Acht Monate Freiheitsstrafe auf Bewährung. Die Bedingung: Ein sechsmonatiger Entzug. Bei einem Rückfall droht dem Täter Gefängnis.

Von Jan Iven 17.06.2020, 01:01

Schönebeck l Whiskey und Zigaretten im Wert von mehr als 200 Euro hatte der Angeklagte bei drei Diebstählen in Supermärkten in Schönebeck und Magdeburg Anfang des Jahres gestohlen. Diese Straftaten räumte der 35-jährige Schönebecker in dem Prozess auch ein. Er habe sich inzwischen schriftlich bei den Supermärkten entschuldigt und zumindest einen Teil der Waren bezahlt – zudem die Fangprämie für den Ladendetektiv.
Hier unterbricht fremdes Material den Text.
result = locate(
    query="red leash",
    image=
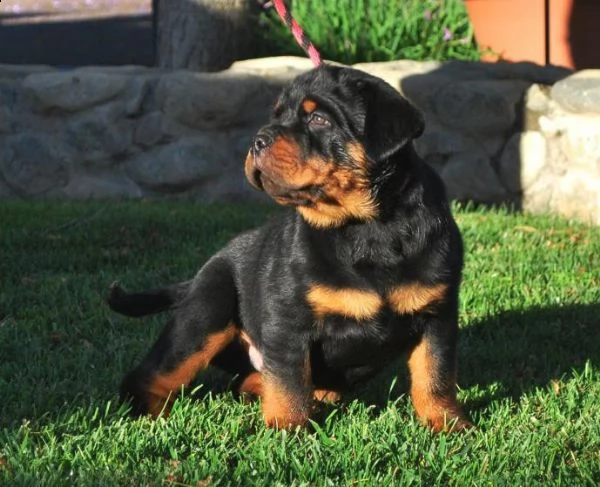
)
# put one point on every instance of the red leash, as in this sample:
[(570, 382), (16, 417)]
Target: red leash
[(297, 31)]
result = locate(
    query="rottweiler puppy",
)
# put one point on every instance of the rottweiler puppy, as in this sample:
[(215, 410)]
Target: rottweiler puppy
[(365, 267)]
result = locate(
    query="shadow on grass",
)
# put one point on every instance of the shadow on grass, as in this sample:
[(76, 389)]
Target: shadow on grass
[(508, 355), (502, 356)]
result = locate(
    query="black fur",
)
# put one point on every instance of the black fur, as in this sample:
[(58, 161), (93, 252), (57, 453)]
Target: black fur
[(258, 286)]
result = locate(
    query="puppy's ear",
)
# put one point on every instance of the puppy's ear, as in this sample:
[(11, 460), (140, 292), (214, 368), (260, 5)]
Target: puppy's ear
[(391, 121)]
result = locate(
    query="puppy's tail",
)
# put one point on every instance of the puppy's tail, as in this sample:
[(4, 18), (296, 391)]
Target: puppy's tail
[(146, 302)]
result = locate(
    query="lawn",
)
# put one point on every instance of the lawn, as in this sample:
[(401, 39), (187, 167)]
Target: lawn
[(529, 362)]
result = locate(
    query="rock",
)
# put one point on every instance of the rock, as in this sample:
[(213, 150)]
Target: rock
[(278, 67), (100, 185), (149, 130), (580, 140), (100, 134), (33, 164), (180, 166), (578, 196), (470, 177), (19, 71), (72, 91), (477, 107), (522, 160), (579, 92), (213, 101)]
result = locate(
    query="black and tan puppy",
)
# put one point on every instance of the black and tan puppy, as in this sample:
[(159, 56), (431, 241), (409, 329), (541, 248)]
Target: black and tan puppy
[(366, 268)]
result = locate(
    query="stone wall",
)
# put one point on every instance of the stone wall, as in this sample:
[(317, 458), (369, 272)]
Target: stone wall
[(519, 134)]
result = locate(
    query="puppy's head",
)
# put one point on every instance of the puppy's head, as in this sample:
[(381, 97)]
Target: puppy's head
[(330, 129)]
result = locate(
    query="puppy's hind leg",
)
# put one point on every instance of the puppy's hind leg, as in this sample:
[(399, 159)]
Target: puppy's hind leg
[(203, 325)]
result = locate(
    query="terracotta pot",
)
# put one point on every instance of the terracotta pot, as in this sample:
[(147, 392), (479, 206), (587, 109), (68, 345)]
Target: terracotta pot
[(560, 32)]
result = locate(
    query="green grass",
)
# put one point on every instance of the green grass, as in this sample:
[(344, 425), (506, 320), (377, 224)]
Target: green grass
[(352, 31), (529, 362)]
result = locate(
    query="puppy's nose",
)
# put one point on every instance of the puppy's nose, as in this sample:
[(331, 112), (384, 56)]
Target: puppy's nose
[(261, 141)]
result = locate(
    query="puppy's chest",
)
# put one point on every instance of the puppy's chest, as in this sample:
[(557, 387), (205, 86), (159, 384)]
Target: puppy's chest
[(364, 303)]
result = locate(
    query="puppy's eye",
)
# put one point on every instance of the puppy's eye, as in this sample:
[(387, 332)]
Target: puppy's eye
[(318, 120)]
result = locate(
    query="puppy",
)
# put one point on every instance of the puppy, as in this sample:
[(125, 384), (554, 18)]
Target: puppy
[(365, 267)]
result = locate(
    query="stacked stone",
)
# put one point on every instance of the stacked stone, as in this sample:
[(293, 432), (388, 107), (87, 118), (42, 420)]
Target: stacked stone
[(516, 134)]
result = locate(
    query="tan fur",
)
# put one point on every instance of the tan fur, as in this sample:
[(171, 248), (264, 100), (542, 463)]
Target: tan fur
[(412, 298), (350, 303)]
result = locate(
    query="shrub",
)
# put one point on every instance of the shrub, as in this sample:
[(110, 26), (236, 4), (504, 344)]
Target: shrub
[(351, 31)]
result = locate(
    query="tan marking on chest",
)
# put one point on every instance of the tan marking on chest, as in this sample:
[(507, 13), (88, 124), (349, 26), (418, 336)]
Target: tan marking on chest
[(309, 105), (412, 298), (350, 303)]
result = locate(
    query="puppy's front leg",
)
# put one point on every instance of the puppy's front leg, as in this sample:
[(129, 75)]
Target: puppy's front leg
[(287, 389), (432, 364)]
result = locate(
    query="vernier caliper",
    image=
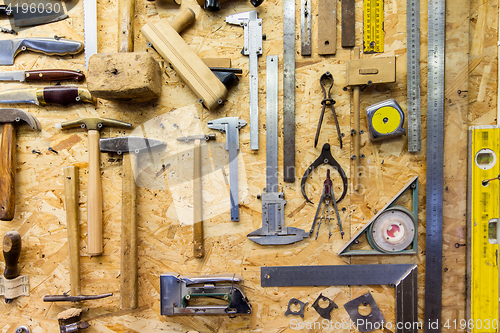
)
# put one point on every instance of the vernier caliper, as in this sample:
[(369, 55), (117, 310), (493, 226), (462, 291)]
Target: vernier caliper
[(273, 231), (252, 27), (231, 125)]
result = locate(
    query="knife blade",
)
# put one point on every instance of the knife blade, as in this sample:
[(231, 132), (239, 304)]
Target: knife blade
[(11, 47), (44, 75), (62, 95), (26, 17)]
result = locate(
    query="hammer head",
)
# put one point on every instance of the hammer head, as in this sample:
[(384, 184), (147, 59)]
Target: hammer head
[(124, 144), (92, 123), (200, 137), (16, 116)]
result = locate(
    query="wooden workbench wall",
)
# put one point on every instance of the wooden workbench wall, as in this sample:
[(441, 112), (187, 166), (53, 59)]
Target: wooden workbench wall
[(165, 237)]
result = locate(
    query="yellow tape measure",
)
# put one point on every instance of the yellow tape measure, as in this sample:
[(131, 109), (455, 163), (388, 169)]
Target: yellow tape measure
[(385, 119), (373, 26), (482, 247)]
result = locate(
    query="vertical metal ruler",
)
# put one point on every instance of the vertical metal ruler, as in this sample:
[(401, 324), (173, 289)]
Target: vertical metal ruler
[(289, 91), (435, 129), (482, 222), (373, 26), (413, 73)]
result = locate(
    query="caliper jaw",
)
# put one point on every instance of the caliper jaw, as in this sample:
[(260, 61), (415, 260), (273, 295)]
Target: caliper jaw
[(177, 291), (273, 231)]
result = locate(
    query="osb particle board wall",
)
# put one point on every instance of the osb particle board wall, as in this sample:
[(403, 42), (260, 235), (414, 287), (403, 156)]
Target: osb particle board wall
[(165, 239)]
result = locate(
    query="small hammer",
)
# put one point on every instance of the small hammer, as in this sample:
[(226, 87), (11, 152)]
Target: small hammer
[(198, 242), (128, 262), (9, 117), (94, 193)]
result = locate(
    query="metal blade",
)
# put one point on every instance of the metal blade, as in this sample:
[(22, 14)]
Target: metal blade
[(6, 53), (12, 76), (19, 96), (127, 144)]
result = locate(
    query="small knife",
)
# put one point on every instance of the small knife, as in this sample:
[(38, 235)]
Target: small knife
[(11, 47), (42, 75), (62, 95)]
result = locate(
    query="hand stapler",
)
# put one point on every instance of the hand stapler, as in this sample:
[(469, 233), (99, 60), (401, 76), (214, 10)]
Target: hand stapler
[(185, 295)]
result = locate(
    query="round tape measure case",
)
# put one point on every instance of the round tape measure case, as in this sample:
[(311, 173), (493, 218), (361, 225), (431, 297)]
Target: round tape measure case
[(385, 120)]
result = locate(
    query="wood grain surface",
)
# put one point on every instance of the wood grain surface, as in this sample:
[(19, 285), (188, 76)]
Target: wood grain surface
[(165, 184)]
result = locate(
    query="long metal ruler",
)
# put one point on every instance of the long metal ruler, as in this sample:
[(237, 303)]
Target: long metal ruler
[(435, 128), (482, 242), (373, 26), (90, 26), (413, 73), (289, 91)]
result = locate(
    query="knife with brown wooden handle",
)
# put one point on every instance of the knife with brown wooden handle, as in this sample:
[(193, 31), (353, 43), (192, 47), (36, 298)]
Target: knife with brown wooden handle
[(62, 95)]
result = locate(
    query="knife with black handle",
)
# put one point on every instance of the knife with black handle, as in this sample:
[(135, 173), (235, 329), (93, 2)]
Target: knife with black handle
[(42, 75), (50, 46), (62, 95)]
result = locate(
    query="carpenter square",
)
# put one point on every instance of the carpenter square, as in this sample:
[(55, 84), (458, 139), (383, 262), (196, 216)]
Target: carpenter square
[(289, 91), (403, 277), (232, 126), (273, 231), (435, 139), (252, 27)]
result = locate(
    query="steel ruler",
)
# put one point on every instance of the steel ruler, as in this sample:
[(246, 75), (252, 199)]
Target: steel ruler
[(305, 27), (413, 73), (373, 26), (289, 91), (90, 26), (435, 128), (482, 242)]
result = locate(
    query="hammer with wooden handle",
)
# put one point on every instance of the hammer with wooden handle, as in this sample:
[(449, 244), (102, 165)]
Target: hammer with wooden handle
[(198, 241), (128, 263), (10, 117), (94, 193)]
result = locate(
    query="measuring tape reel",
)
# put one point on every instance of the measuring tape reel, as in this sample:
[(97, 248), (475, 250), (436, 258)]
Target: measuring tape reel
[(385, 120), (393, 230)]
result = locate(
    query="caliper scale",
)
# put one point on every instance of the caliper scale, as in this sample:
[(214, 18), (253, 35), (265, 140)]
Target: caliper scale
[(273, 231), (252, 27)]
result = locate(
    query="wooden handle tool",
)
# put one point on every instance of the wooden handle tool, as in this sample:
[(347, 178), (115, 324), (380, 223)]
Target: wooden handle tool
[(7, 172), (71, 194), (94, 197), (197, 203)]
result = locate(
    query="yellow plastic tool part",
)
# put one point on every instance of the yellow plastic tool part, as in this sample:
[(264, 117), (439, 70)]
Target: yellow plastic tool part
[(484, 203), (373, 26)]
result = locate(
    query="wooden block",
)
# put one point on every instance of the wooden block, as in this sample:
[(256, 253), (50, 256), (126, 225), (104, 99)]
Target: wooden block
[(327, 26), (374, 70), (186, 63), (132, 76), (217, 62)]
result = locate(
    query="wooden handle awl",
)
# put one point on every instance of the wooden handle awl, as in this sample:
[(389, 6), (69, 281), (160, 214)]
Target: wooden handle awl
[(12, 244), (7, 172)]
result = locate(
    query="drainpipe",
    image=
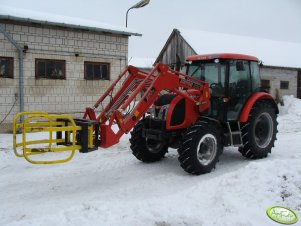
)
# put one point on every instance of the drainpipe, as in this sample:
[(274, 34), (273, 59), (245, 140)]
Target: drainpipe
[(21, 71)]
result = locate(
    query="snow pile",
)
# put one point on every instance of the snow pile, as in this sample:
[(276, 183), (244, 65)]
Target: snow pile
[(111, 187)]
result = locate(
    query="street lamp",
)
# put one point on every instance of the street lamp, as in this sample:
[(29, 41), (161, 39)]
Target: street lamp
[(140, 4)]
Der Richter am Amtsgericht Schönebeck erkannte hierbei ein Muster. Der Angeklagte ist nicht unbekannt vor Gericht und ein Alkoholiker. Immer wieder ist er mit Straftaten auffällig, gerade auch im Zusammenhang mit Alkohol. In der Vergangenheit habe der Angeklagte fast das gesamte Strafgesetzbuch beansprucht, so der Richter. Mehr als 20 Einträge im Bundeszentralregister der Justiz stehen mittlerweile zu Buche, darunter räuberische Erpressung, Körperverletzung, sexueller Missbrauch von Minderjährigen bis hin zur Verwendung von verfassungsfeindlichen Symbolen. Der Richter wollte schon gar nicht mehr alles aufzählen.
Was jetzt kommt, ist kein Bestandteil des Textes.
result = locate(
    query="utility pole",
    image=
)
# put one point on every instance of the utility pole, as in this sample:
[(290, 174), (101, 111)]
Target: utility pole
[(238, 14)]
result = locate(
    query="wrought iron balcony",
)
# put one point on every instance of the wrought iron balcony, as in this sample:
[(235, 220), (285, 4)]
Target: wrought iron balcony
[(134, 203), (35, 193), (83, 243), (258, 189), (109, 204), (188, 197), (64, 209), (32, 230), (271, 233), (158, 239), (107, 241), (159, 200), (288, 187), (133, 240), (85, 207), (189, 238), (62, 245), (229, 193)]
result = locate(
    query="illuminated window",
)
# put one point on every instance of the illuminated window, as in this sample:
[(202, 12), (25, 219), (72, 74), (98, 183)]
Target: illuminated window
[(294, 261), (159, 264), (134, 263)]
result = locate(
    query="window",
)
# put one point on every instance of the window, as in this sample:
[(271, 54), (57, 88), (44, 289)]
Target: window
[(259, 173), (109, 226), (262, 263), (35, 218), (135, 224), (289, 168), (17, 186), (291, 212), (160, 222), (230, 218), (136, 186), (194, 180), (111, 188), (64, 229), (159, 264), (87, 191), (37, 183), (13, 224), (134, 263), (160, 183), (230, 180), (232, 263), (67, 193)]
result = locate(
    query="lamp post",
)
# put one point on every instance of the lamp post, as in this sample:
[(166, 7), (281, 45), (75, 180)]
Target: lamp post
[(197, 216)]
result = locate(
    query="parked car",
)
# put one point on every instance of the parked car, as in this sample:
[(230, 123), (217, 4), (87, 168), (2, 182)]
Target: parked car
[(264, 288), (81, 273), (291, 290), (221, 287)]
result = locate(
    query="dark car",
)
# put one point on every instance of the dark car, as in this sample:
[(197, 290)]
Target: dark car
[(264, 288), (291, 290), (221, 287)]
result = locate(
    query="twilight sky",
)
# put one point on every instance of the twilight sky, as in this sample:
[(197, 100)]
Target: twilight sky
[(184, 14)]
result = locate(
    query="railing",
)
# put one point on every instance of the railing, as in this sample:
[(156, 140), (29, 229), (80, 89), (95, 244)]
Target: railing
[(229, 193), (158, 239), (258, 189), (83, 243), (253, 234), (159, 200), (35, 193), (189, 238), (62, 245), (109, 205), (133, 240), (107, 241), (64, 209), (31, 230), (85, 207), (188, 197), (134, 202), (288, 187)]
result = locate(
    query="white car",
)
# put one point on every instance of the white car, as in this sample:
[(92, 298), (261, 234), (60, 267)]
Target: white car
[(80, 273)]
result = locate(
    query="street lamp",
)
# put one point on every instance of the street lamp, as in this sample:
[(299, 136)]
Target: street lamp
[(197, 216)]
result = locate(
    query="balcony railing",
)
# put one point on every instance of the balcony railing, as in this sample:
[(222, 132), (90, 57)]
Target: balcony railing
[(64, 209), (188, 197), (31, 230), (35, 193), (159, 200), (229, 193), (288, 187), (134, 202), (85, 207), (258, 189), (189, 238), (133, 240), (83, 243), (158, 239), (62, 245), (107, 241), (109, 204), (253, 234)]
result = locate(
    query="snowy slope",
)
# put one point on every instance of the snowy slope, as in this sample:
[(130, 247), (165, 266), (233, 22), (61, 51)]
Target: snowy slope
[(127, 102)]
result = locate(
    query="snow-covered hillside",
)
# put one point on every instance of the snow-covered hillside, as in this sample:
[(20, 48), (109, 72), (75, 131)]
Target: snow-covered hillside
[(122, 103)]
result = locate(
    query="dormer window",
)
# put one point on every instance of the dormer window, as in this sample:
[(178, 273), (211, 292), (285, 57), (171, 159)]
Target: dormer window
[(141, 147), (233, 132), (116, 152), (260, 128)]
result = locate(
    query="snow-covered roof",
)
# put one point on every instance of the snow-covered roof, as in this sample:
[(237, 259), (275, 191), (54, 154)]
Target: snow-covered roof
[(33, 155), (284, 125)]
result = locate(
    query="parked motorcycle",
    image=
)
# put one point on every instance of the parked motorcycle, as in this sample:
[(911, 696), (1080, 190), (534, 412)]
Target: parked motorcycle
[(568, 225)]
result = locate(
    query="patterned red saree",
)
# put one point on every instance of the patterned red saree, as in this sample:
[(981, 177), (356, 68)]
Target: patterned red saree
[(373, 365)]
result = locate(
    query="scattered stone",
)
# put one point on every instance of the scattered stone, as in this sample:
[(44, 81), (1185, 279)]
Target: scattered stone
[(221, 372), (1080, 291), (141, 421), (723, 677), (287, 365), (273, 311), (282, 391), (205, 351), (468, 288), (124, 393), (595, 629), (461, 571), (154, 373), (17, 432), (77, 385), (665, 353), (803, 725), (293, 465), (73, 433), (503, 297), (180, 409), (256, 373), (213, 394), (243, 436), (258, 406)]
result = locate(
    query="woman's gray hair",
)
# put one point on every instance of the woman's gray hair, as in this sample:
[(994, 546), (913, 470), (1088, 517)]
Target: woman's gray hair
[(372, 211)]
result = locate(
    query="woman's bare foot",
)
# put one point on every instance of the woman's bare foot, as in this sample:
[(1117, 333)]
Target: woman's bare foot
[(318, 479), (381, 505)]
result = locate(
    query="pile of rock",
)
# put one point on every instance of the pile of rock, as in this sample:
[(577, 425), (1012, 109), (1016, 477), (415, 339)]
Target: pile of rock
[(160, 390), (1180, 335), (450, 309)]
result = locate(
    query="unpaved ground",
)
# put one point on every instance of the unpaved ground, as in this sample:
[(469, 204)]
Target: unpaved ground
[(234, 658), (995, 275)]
Immerhin: Der Angeklagte konnte einigermaßen glaubhaft vermitteln, dass für ihn der Punkt erreicht ist, an dem er sein Leben ändern möchte. Seit einem Jahr versuche er auf Alkohol zu verzichten, der letzte Rückfall liegt drei Wochen zurück. Der Angeklagte saß bereits im Gefängnis und will nach dieser Erfahrung offensichtlich nicht dorthin zurück. Der Richter am Amtsgericht Schönebeck bot ihm eine Chance: Alkoholentzug statt Gefängnis, da der Alkohol auch bei den Diebstählen offenbar wieder einmal die treibende Kraft war. Schon seit er 13 Jahre alt ist, trinke er regelmäßig, wie der Angeklagte aussagte. Einem sechsmonatigen Aufenthalt in einer Entziehungsanstalt stimmt er daher zu. Für Alkoholkranke sei es wichtig, aus dem gewohnten Umfeld herauszukommen, damit sie nicht wieder mit den alten Bekannten zu trinken anfangen, sagte der Richter am Amtsgericht Schönebeck.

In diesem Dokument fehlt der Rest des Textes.